No-one actually knows when the Americans will stop printing money, though Bernanke has said he could start easing later this year if the US economic data evolves as the Federal Reserve expects, adding that the programme could end by the middle of next year.

However, there are a lot of ifs and maybes. The Fed has previously said it will continue till the employment rate falls to 6.5 per cent (it rose to 7.6 per cent last month).

US GDP growth remains modest at 2.4 per cent, and inflation is 1.05 per cent below the Fed's two per cent target. Bernanke says that even if he does lower the rate of money printing later this year, the US economy will remain "very expansionary" as he plans to keep the US Federal rate close to zero.

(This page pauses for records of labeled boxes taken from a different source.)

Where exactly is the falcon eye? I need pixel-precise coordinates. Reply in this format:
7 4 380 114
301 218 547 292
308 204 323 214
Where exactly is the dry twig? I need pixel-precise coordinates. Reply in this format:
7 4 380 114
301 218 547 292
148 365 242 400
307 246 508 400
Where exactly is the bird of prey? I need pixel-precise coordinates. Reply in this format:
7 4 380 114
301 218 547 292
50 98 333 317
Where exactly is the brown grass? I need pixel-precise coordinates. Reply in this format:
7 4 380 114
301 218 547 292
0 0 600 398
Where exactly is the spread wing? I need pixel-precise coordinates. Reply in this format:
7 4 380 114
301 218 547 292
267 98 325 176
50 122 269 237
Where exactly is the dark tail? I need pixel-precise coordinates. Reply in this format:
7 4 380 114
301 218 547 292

The trouble is that big investors aren't long-term thinkers, or good listeners. All they hear is that the policy is coming to an end, so act immediately, and start rushing to take their money from so-called "risky currencies" like the kiwi and the Aussie back home to the US, sterling, and yen. Hence the massive upheavals in world markets, and the sharp rises in interest rates.

It is difficult to see what will happen next. Bernanke has wriggle room to delay easing - and the surging US dollar is not helping his hopes to rebuild the American economy.

Few Kiwis will be shedding any tears at the departure of this fickle short-term speculative money, though it is having what hopefully will be a short-term negative impact on the sharemarket.

Meantime, the sharply lower kiwi should be considered a splendid respite and opportunity for exporters and manufacturers - although it isn't good news for those whose major market is Australia.